Solved: Re: creating a new variable and changing wide to long format

Mscarboncopy · Posted 01-25-2021 02:18 PM

Hi I am trying to find out what is the best way to create a variable that I need and change the file format at the same time. My file looks like this (0 is not selected, 1 is selected). I need to create a variable called med that would have values 0 to 8 (depending on what was answered for med_1 to med_8). My issue is that if I use an array it will overwrite, as any ID (obs) can have multiple combinations of selected options (they can select all options or none and any combination in between).
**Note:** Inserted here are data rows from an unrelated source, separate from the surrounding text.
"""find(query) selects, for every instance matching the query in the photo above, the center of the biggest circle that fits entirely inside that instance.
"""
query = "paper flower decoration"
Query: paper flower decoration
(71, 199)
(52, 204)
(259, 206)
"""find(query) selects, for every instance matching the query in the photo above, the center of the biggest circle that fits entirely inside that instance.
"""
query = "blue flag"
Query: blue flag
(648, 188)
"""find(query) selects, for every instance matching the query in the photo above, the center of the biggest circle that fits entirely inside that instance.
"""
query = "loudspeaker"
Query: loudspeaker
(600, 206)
I could add all the possible combinations, however, my data file has other variables with 1-50 answer options that can be all selected, and I was hoping to do the same for those. I will not need the non selected (0). My goal is to have a final long data file that only contains the observations that selected at least one of the options. I have looked at wide to long articles and answers here, but I can't seem to adapt the information to what I need. Thank you.

OBS	med___1	med___2	med___3	med___4	med___5	med___6	med___7	med___8
1	0	0	0	0	0	0	0	1
2	1	0	1	0	0	0	0	0
3	1	0	0	0	0	0	0	0
4	1	1	1	0	0	0	0	0
5	0	0	0	0	0	0	0	0
6	1	1	1	1	1	0	0	0

Mscarboncopy · Posted 01-29-2021 08:11 AM

To update how I ended up solving this, after everyone's help. Thank you all again.

I used

proc transpose
  data=have
  out=long (
    where=(col1 ne 0)
  )
;
by obs;
var med:;
run;

data want;
set long;
med = scan(_name_,-1,"_");
drop _name_ col1;
run;

and replaced col1 ne 0 with col1 ne ' ' for the character variables and use RENAME col 1 in the data step for character variables instead of scan.
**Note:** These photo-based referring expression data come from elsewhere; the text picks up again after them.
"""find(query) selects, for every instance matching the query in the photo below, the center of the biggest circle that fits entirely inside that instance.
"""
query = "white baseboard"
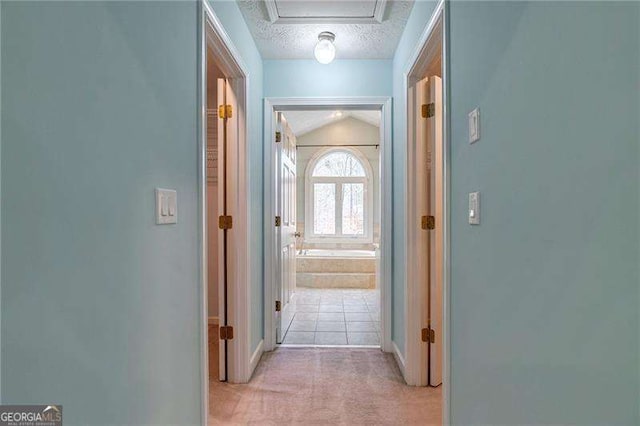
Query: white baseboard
(400, 360)
(255, 358)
Data want2 (rename=(col1=mycharactervarname));

set long;

Run;

I transposed each variable separately and then merged them all. I have not done the date variables yet, but it should be straightforward. I used col2 to check for duplicates in my data file (before dropping it) and found out which ones they were and removed them from my have file (as when this happens, it indicates a data collection mistake in this case). I hope this can help others as well.
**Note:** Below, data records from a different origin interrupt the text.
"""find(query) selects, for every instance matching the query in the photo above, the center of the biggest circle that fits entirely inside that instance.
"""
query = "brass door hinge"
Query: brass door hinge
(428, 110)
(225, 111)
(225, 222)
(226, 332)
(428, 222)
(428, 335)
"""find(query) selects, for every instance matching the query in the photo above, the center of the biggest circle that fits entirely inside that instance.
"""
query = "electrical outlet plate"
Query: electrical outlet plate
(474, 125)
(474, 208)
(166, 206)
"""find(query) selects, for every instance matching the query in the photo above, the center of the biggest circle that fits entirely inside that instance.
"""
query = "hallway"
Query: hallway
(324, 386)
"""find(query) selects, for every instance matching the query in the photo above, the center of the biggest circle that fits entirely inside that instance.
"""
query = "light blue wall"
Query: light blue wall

View solution in original post

PeterClemmensen · Posted 01-25-2021 02:26 PM

So what does your desired long data look like given this sample?

The DATA to DATA Step Macro
Blog: SASnrd

Mscarboncopy · Posted 01-25-2021 03:24 PM

5 is not there because it only had 0's nothing selected. it would look like this.

OBS	Med
1	8
2	1
2	3
3	1
4	1
4	2
4	3
6	1
6	2
6	3
6	4
6	5

ballardw · Posted 01-25-2021 03:07 PM

Since you mention that you have a lot of other variables it would be a good idea to share how you expect the data to look including some of those others.

It may help to provide a worked example using a smaller set of values, say med_1 to med_4 and similar for at least one other variable if it is also a multiple response value like these Med values.

Mscarboncopy · Posted 01-25-2021 03:25 PM

Yes, the others are also select not select, exactly like the med vars here. Thank you.

ballardw · Posted 01-25-2021 03:35 PM

@Mscarboncopy wrote:

Yes, the others are also select not select, exactly like the med vars here. Thank you.

You need to show what the output involving these other variables would be. It seems pretty obvious that there should be another another variable but how to generate it is not obvious because what if the Obs=1 has 3 values for the other variable? You currently have exactly 1 value for Med but what happens with the other variable involved? This can get to be a very complex issue depending on what you think you want.

Mscarboncopy · Posted 01-25-2021 03:51 PM

Oh, I see what you mean. I apologize.

So yes, it would have an issue right? Especially when I am adding variables that have 50+ options. So I added a var Living with 1-8 values just like Med. 0 for not selected, 1-8 to the selected ones.

OBS	Med	Living
1	8	2
1		3
2	1	1
2	3	2
2		3
3	1	0
4	1	1
4	2	2
4	3	3
4		5
6	1	1
6	2	2
6	3	0
6	4	0
6	5	0

Mscarboncopy · Posted 01-26-2021 07:18 AM

Also I can output the other variables that involve more than 50 selection options as their own file. This would allow me to have a smaller (separate) file with the variables that are like med and living(shown here). But I still need to know how to create the new vars, changing the format and how to handle the missing shown. Thank you.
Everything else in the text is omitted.